The use of electrocautery was essential during surgery in order to avoid postoperative hematoma resulting from bleeding [8]. Hematoma may jeopardize mucosal healing by serving as a bacterialreservoir for infection and causing sutures to loosen in early healing phase [9].
Previous studies reported that a relapse can occur after lip repositioning surgery [6,7,10,11]. One of the most important predisposing factor for relapse is the presence thin biotype [10,11]. In our case, no relapse occurred through 1 year of follow-up. Thick biotype in our patient probably played the key role in this outcome. Although having not occurred in our case, asymmetry upon smiling could have been encountered as another important complication. This complication was avoided by keeping labial frenulum intact at midline during the surgical procedure. Same amounts of vertical incisions i,e., 12 mm on both sides of maxilla allowed removal of equal amounts of mucosa on right and left operation regions [7].
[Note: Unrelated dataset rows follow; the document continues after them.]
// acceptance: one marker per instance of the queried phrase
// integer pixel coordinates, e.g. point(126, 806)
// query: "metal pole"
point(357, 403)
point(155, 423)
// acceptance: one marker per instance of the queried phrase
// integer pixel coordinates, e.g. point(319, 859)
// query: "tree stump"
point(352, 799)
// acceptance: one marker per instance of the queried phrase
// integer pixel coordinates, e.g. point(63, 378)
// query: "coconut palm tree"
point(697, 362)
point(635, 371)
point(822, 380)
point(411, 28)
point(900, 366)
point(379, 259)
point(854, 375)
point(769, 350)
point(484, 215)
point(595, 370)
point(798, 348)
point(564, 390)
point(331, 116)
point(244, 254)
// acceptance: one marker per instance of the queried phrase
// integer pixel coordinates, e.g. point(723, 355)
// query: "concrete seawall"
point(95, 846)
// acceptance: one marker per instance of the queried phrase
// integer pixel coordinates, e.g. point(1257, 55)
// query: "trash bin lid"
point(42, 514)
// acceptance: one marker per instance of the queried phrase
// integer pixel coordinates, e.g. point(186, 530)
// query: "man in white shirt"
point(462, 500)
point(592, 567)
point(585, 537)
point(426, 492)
Various techniques such as myectomy, botulinum toxin injection, lip elongation (associated with rhinoplasty), detachment of lip muscles have been used in the treatment of gummy smile [12,13] Dental clinicians should prefer the least invasive and more simple and predictable treatment choice in such cases. Lip repositioning performed in our patient serves as a good sample in this sense.
Conclusion
The least invasive way of treating gummy smile requires proper diagnosis of the underlying etiology. Lip repositioning surgery may be a good treatment alternative to reduce the amount of gingival display in patients with upper lip hyperactivity as reported in this case. Both the patient and the clinicians were satisfied with the final outcome which was maintained a year.